Votre livre Playtime parle du jeu avec un grand J. On y trouve pêle-mêle les jeux vidéo, des rassemblements collectifs comme la Zombie walk, le conspirationnisme, mais aussi les sites de rencontres. Quels sont les points communs entre toutes ces activités ?
Aurélien Fouillet : Quand je parle de jeu, je parle de pratiques ludiques au sens large. C’est quoi exactement ? C’est un ensemble de règles qui définit un espace-temps, des comportements et des valeurs. Que ça soit Tinder, le complotisme ou les jeux vidéo, ce qui les réunit, ce sont les règles du jeu qui permettent de faire quelque chose ensemble.
D’après vous, ces pratiques ludiques ont remplacé les grandes idéologies et le travail dans leur rôle de dynamique sociale et culturelle. Comment le jeu a-t-il gagné cette place ?
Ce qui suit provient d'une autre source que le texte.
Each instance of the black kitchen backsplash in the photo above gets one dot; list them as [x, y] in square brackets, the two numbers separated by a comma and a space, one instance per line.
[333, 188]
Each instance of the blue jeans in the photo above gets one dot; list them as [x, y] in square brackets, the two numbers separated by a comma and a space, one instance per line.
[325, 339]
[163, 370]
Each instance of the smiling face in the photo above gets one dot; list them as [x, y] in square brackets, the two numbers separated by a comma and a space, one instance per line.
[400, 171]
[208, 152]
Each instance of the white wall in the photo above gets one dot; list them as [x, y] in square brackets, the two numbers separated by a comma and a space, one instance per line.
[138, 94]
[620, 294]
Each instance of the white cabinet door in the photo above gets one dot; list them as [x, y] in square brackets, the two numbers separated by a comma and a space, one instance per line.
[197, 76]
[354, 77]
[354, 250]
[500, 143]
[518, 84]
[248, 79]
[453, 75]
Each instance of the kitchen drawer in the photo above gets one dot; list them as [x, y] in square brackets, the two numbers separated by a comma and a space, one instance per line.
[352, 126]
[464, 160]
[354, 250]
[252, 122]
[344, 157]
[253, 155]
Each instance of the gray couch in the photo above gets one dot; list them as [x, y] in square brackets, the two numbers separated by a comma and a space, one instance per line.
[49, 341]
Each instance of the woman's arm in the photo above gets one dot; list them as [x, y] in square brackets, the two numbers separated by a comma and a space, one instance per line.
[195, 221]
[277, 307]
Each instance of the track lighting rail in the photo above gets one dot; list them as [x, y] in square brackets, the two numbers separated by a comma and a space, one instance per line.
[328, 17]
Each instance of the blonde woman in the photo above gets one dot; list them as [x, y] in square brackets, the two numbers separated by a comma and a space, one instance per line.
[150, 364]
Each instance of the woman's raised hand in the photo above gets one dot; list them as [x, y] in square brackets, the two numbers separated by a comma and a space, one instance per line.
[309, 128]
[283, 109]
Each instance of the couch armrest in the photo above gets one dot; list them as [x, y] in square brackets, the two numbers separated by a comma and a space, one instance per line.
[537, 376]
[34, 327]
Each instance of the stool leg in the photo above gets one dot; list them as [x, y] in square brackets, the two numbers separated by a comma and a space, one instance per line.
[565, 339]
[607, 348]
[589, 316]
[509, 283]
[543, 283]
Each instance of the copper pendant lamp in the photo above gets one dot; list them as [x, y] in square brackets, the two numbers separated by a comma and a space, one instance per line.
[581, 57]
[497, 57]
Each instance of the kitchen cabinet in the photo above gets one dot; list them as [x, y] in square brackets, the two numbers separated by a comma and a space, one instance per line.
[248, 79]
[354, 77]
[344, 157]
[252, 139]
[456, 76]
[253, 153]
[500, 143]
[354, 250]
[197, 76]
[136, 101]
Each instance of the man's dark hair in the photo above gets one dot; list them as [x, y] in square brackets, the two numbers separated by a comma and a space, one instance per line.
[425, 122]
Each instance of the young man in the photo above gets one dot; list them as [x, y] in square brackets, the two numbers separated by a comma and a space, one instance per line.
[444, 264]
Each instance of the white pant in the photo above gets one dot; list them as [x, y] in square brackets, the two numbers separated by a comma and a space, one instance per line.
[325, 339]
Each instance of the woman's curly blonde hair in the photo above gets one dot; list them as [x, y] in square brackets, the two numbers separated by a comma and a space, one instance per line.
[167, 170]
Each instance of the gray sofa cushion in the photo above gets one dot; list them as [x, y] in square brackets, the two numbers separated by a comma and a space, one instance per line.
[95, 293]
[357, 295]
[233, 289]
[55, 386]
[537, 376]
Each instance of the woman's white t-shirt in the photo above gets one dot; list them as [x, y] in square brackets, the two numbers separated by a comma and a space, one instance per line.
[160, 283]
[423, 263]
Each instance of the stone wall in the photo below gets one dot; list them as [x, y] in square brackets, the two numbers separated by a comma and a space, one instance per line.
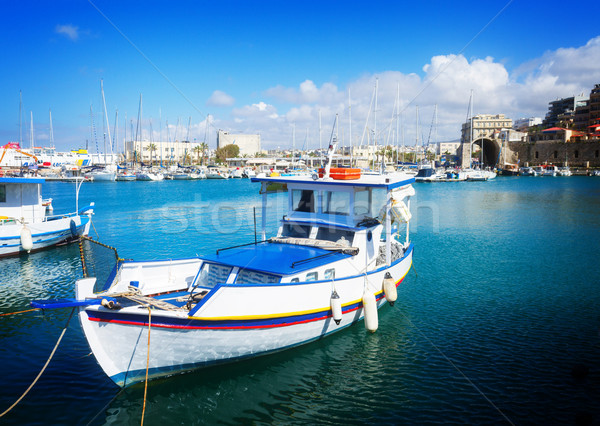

A. F. : J’évoque mes illustres prédécesseurs et notamment Philippe Léotard qui parlait de la fin des grands récits qui ont structuré nos sociétés du point de vue politique, économique ou culturel. Nous sommes actuellement face à un grand vide. Nous n’avons plus d’histoires communes à partager pour donner du sens à ce qu’est le couple, la famille ou le travail. Le jeu, c’est l’espace dans lequel on va réinventer ces récits. L’omniprésence du jeu exprime un besoin de notre société de réinventer de grands récits collectifs. On entend parler depuis quelque temps de bataille des imaginaires, de futurs souhaitables... Pour moi, c’est la manifestation de ce qui est en jeu depuis presque 50 ans. Nous sommes entrés dans le temps de la cristallisation. La question, c'est peut-être moins d'inventer de grands récits que de les mettre en œuvre.
Cette omniprésence de l’imaginaire, on la perçoit dans la multiplication des films de superhéros ou de séries fantastiques et de science-fiction comme Game Of Thrones ou Westworld.
A. F. : Les superhéros, l'heroic fantasy, la science-fiction, toutes les écritures de l'imaginaire, qu'elles soient cinématographiques ou littéraires, sont les manifestations de notre besoin de redonner une forme et des images qui nous permettent de nous situer justement. Et c'est d'ailleurs intéressant que la série en tant que format, reproduise ce qui s'est passé avec le roman-feuilleton du XIXe siècle. Quand Balzac, Zola ou Dumas écrivaient des romans qu’ils publiaient de manière hebdomadaire dans la presse, ils faisaient une photographie de l'imaginaire de la société.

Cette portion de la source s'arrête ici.